Generative AI “generates” content, such as texts, images, audio, and videos, using machine learning by studying user-given prompts. ChatGPT, Google Bard, and DALL-E are all examples of generative AI tools. Despite generative AI’s positive and ground-breaking features, users and scientists are raising concerns regarding the negative impact of its activities, claiming it poses a threat to human agency and autonomy.
During a VivaTech conference in Paris, an annual European technology and start-up fair, attendees and tech enthusiasts used various generative AI applications. One tool allowed them to converse with the renowned Dutch painter Vincent van Gogh about his paintings—a surreal conversation, considering he passed away 133 years ago.
Christophe Renaudineau, the CEO of Jumbo Mana, the French start-up that launched the Van Gogh Project, explained how talking to the painter over a century after his death was possible. According to him, Jumbo Mana used the museum’s database, studied 1,000 letters from Van Gogh, and worked with Wouter van der Veen, a world expert on Van Gogh, to collect “correct sources and data.”
According to Carolina Bessaga, a speaker at VivaTech and an Innovation Lead at Global Network, the data used to feed the machine is critical. However, providing machines with data and information can lead to issues of bias.

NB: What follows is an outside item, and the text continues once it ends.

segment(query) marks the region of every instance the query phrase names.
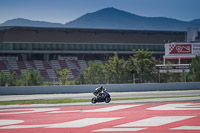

Joana Bryson, a computer scientist specializing in AI ethics and societal impacts, spoke about AI bias in ChatGPT, “People say, ‘It (ChatGPT) hallucinates information.’ Well, it doesn’t really hallucinate. It’s always just predicting what is a likely thing, given the current context that it might have read on the internet somewhere.”
Joana added that if AI is asked about household chores, its results usually center around women performing them, not because of evil search engine developers but because “our culture is sexist.” She said, “It just is more likely to see a woman’s name next to laundry than to see a man’s name next to the laundry.” Therefore, the information fed to the system should catch up with society and be upgraded and updated to correct the bias.
Another ChatGPT concern is the information it provides, as the application is heavily monitored and filters the answers it generates. Generative AI tools lack pragmatic common sense and are prone to getting fooled.
To remove AI bias and prevent it from surpassing human intelligence, it is up to the users to decide how to use it.